I would also like to acknowledge the particular role that the Department of Agriculture played in supporting us women. Tim Reeves was our regional manager. He supported these changes and he gave us young staffers permission to go and do this community work. The Department of Agriculture I think will never be the same. We had these amazing days when Joan Kirner, Carolyn Hogg, Kay Setches and Evan Walker called us together to the Carlton Football Club, that hallowed of hallowed. There were all these ag women talking about what it meant to be a woman in agriculture and talking about what it meant to be a community and connected to our families. It was so different from the blokes' experience of agriculture. We looked at each other and thought, 'Yes, we have got a voice.' We heard our minister saying, 'Yes, not only have you got a voice; you have a responsibility to get out there and be part of designing the future.'

It gives me enormous pleasure today to stand here and say thank you. I acknowledge in this House that I would not be here without Joan Kirner, I would not be here without the Victorian Rural Women's Network and I would not be here without the support and the modelling that she and those women gave us. So, personally, thank you Joan, Kay and Carolyn for showing me that community is a place where I belong. Community gives me the support to come to this House and be a representative of the community. It is linked to economics, those rural enterprises in Victoria, and it is linked to environment—we have to get the Landcare stuff working and communities embedded in it all.

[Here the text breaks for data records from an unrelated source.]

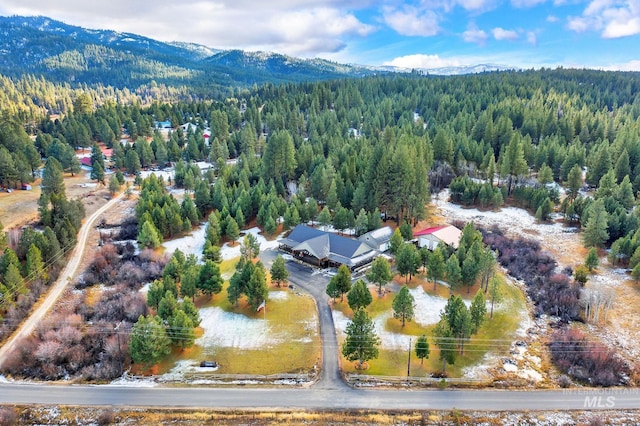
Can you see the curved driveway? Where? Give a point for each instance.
(329, 392)
(54, 293)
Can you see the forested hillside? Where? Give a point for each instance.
(73, 55)
(345, 152)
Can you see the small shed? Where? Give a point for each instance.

Let me turn to my political career. The fact that I am here is a legacy of Joan Kirner, but it is more than that. I also want to acknowledge the other Victorians who provided such support for me. I do not think it is coincidental that such great leaders come out of Victoria. Malcolm Fraser and Joan Kirner gave us rural people the support and the courage to be people of conviction based in the community and be good representatives. The proof I think is what we have just heard—the people who stand before us today.

The future will be a better place because people like Joan set about building partnerships. She had such faith that if we work together we can create a future that is inclusive. Thank you. I pass on my sympathies to all concerned and particularly acknowledge the work of those great women and thank them for what they have done.